La La Land; Damien Chazelle

Nunca he sido realmente fan de los musicales. Hay algo en ellos que me parece irreal, que son fantásticos fuera de la verosimilitud; los monstruos y las naves espaciales me parecen mas creíbles que gente cantando al unísono espontáneamente en la calle. Quizás por ello me gusta La La Land. En muchos sentidos es un antimusical. Es un homenaje en contrario al género. Una historia de amor humana y realista: lejos de las ilusiones románticas, fatuas y bobas; con el dolor de lo cotidiano, de los sueños rotos al ganarse la vida en el mundo del arte. Si bien la música y las actuaciones son las protagonistas en el cuadro, los colores son el agente amalgamante. El azul, el verde, el violeta cargan con la secuencia narrativa visual, como el esqueleto de un cuerpo, obvio e imperceptible, que permite a los músculos moverse en libertad. Lo que los une a ellos desde afuera en sus triunfos, en su amor y sus derrotas. Una actriz y un pianista de Jazz, ambos románticos por derecho propio sobre su oficio: ella una idealista, el un tradicionalista. De todos los números en definitiva el mejor es el final. Cuando están separados. Cuando cada quien lleva una vida propia, entre los vericuetos del nivel de éxito que pudieron alcanzar. El encuentro, muchos años después, en un club de jazz, a través de una tonada íntima que los lleva a la esencia del amor romántico: la nostalgia del futuro inexistente; a los sueños que nunca se lograron y no por ello son menos valiosos. Ese encuentro desde nuestra tonada, en ese lugar que nunca existió, pero siempre será por siempre y para siempre. Con la despedida a través de una mirada que son su silencio dice: tú eres parte de mí alma. Te amo: siempre lo he hecho y siempre lo voy a hacer.
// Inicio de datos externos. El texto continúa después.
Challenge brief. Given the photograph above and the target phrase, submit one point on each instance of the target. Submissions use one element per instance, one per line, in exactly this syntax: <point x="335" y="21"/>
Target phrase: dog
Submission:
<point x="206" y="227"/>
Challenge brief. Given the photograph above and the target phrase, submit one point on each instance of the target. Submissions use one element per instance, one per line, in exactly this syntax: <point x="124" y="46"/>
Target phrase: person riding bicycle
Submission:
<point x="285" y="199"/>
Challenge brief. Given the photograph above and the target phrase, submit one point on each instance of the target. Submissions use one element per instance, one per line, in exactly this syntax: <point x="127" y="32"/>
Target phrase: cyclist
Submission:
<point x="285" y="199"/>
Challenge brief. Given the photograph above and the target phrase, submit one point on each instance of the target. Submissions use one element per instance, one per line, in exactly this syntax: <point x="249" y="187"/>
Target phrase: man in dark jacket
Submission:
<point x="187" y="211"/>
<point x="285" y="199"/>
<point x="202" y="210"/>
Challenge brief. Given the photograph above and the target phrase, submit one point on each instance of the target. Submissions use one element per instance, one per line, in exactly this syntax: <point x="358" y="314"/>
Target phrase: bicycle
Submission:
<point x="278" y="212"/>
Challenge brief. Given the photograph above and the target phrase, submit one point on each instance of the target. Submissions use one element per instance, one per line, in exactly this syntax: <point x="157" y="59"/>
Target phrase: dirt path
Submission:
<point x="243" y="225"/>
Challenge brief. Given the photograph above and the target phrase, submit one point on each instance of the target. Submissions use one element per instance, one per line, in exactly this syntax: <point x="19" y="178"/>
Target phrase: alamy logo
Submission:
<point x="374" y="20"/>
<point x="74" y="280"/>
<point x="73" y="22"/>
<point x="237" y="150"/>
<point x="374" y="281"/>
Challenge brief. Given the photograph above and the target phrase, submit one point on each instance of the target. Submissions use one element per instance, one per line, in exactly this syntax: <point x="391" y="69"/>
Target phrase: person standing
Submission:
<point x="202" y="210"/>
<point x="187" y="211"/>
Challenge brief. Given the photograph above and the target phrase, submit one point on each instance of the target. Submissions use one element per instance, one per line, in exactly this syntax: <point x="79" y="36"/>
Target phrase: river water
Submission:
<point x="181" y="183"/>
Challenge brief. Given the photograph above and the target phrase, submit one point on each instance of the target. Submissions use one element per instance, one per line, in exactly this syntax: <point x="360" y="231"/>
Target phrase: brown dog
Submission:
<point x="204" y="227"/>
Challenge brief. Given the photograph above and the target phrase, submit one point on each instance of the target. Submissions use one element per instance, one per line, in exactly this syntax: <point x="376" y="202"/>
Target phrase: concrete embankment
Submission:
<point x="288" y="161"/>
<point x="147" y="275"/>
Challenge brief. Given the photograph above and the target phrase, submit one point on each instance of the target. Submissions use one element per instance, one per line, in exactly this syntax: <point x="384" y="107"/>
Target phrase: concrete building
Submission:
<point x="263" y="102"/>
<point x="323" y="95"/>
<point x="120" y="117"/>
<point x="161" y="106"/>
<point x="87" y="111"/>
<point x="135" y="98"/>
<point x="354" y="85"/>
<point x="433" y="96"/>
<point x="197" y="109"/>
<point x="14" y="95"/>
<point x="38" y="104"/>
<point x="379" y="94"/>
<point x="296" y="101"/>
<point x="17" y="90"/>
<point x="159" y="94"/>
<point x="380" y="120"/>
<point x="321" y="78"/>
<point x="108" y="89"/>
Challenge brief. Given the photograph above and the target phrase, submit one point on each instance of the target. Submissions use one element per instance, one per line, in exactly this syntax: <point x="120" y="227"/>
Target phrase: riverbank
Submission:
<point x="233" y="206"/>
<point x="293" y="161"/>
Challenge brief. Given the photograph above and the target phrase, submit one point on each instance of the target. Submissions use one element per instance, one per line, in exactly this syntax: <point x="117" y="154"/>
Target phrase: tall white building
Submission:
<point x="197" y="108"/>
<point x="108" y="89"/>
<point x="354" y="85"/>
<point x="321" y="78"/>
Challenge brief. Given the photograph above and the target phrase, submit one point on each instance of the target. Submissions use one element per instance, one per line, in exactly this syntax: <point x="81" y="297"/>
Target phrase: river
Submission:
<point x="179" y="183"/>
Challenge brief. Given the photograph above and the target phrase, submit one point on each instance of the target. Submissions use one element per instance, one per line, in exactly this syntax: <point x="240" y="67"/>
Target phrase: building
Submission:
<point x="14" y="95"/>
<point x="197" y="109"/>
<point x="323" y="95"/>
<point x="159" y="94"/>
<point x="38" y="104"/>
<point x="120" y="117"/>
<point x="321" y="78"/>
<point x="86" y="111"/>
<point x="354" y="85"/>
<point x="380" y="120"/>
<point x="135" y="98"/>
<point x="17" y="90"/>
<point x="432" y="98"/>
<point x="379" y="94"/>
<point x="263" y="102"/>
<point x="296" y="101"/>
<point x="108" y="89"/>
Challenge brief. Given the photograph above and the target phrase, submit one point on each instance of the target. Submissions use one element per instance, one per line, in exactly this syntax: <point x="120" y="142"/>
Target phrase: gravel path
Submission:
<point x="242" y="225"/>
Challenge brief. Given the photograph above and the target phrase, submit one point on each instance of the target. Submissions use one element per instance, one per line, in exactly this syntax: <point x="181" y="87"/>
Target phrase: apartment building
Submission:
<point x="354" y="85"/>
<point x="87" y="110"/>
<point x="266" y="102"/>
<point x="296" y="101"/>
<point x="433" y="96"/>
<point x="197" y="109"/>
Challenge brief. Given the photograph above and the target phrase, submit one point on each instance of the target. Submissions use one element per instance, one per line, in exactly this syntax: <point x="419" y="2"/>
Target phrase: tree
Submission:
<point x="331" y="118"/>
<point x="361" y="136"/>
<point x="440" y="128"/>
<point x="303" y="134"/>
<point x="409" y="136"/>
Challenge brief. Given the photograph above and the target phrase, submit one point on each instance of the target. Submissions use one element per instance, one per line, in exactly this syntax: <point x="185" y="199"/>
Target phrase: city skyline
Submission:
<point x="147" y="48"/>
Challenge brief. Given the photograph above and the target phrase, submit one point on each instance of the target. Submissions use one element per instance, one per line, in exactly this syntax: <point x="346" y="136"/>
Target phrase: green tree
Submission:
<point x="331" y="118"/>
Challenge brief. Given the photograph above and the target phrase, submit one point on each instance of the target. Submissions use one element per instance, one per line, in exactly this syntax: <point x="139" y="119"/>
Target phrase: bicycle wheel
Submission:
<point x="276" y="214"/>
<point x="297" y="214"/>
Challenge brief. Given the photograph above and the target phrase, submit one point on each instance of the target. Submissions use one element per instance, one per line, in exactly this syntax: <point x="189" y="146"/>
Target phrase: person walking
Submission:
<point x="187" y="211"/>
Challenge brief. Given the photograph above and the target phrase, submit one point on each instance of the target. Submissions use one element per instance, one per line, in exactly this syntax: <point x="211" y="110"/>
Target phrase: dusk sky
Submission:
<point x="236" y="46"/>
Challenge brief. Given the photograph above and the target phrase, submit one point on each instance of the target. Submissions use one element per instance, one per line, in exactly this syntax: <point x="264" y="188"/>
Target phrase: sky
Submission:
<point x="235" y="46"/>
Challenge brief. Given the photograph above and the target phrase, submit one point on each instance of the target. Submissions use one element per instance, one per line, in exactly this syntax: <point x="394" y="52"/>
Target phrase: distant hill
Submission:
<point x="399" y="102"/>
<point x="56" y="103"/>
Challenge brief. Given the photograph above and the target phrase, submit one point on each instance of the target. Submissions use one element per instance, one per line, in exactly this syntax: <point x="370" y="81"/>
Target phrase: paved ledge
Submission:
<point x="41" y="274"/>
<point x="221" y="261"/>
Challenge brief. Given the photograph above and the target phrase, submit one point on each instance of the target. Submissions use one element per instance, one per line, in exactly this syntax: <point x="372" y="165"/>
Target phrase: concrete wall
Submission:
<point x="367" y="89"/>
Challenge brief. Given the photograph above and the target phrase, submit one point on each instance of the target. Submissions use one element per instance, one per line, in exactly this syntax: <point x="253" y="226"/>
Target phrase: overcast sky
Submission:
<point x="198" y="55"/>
New York, New York; Martin Scorsese

Me van a disculpar, pero a mí sí me sedujo Scorsese con la idea de montar una cinta a la usanza clásica como homenaje a la época gloriosa de los musicales de la MGM y las big bands, alrededor de la volcánica relación entre un saxofonista errático (Robert de Niro) y la típica cantante de bar (Lizza Minnelli). Además, claro está, de demostrar que, como Michael Curtiz o Howard Hawks, podía facturar películas de culto en otro tipo de registros. De Niro no me parecía el personaje ideal para encarnar a esa suerte de Billy Joel melancólico, que ve al amor de su vida torear a los hombres de negocios que se dan cita en el bar. Primero, porque venía de filmar Taxi Driver; y segundo, porque estaba desesperado por hacer suyo al Jake LaMotta de Raging Bull. Así que el saxo man que interpretó terminó siendo, más bien, un hombre bastante repulsivo. Y lo peor de todo: incapaz de ser negro. En eso Scorsese fue leal a sus convicciones. Cine clásico, para rendirle homenaje a sus héroes formativos, con aroma canalla. El caso es que, según sabemos por Peter Biskind, el biógrafo del Nuevo Hollywood, el rodaje fue un desastre por tres motivos: un guión deficiente e inacabado, las adicciones de Scorsese y el turbulento affaire del director con la protagonista. La película tuvo tan mala suerte que tuvo que compartir taquilla con La guerra de las galaxias y «New York, New York», canción compuesta expresamente para el papel de Liza Minnelli en la película, la terminó inmortalizando Frank Sinatra. Para colmo, resultó que la guerra había acabado, pero la gente no estaba lista para enamorarse otra vez.